1.3 North Carolina's physical and cultural geography
In this lesson students will be making assumptions about the influence of geography on various aspects of historical human and cultural geography. Students will design their own questions. This activity will give teachers a chance to evaluate the thinking levels of their classes. While this is designed as a group activity, students can work individually.
- Students will evaluate the influence of physical geography on aspects of historical human and cultural geography.
- Students will use critical thinking in making assumptions.
- Completed charts from the lesson “The Regions of North Carolina“
- Physical map(s) of North Carolina — this can be on the computer, a large pull-down map, or individual paper maps (can be highway maps from the NC Department of Transportation)
- Optional (required if accessing a map via computer): Computer with internet access for each group of students OR one computer with an LCD projector
Time required for lesson
Students should have completed the lesson “The Regions of North Carolina.”
- Ask the students to get out their charts from the “Regions of North Carolina” lesson.
- Put students into groups of three or four. These can be the same groups that worked on the regions charts.
- Give each group North Carolina maps or project the North Carolina map from the “Natural Diversity” page.
- Write the following question on the board or overhead: “Which region do you think was settled first, which second, and which third?”
Coastal Plain, Piedmont, then Mountains
- Give the groups two minutes to discuss this. Ask for their ideas. Then ask what aspects of geography affect settlement. Allow the groups to talk about this, and then have the class discuss.
Student answers may vary, but they should understand that the ocean and rivers provide transportation, that mountains are a hindrance to movement but valleys can provide access, and that weather is moderate. They should also talk about what was needed — fresh water, food, and shelter.
- Next, write on the board “Which region do you think developed into the industrial center of North Carolina?” and “What geographical clues help you to infer this?” For the first question, students should answer the Piedmont. For the second question there will be several answers.
Students should understand that the region with the most population (most cities), with available resources, possible power (water), transportation (railroads and later interstate highways) are all parts of what make an area a good one for industry.
- After groups have several minutes to talk over this question have a whole class discussion about the topic, leading the students to the reasons the Piedmont became an industrial region.
- Ask each group to examine their charts and come up with two questions that the other groups could think about. Each question should be one that cannot be answered with a one-word answer. The questions need to be “thinking questions” that can be inferred by looking at the charts and at North Carolina maps. Give the students 10 minutes to work on this.
- Collect the questions and choose several to ask the class. You will want to choose the questions that will require some higher level thinking.
- Allow students to discuss the questions. You can also choose to lead a class discussion of some of the more interesting questions.
This activity is an assessment activity in itself. You will have the chance to assess the thinking levels of your students as they try to design their own “thinking questions” and then attempt to answer the questions designed by other groups.

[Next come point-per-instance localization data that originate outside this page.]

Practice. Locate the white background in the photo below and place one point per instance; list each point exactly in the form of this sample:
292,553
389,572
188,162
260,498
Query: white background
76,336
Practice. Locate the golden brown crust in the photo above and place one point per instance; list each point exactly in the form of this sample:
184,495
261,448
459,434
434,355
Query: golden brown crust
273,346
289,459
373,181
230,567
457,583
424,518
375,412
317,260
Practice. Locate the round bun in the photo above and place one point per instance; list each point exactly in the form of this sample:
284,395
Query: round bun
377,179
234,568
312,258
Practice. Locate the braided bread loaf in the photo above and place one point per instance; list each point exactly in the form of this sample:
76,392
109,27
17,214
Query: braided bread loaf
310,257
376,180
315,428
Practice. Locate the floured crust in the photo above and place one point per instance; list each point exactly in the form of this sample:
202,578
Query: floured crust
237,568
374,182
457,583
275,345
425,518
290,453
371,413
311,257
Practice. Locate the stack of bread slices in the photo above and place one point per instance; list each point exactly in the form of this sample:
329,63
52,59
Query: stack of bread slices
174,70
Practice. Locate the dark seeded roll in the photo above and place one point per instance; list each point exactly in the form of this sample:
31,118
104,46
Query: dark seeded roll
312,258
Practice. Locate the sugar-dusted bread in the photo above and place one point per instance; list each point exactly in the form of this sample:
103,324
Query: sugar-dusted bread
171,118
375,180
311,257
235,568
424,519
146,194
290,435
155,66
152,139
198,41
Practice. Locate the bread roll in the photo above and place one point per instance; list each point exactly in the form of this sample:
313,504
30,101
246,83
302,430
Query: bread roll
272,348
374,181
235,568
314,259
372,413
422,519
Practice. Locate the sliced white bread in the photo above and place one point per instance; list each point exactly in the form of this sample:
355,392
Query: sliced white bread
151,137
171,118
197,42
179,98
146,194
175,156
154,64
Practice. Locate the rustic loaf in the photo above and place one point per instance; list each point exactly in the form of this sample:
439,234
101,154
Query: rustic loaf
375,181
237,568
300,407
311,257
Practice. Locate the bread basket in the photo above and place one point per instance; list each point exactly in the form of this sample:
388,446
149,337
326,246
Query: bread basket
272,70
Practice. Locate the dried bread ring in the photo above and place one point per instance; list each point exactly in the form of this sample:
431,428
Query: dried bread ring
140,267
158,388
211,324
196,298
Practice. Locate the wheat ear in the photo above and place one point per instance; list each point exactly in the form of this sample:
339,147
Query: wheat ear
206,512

The class will learn the importance of analyzing data or checking with several sources. Assessment grades can be taken from group participation on a pass/fail basis.
North Carolina curriculum alignment
Social Studies (2003)
- Goal 1: The learner will analyze important geographic, political, economic, and social aspects of life in the region prior to the Revolutionary Period.
- Objective 1.01: Assess the impact of geography on the settlement and developing economy of the Carolina colony.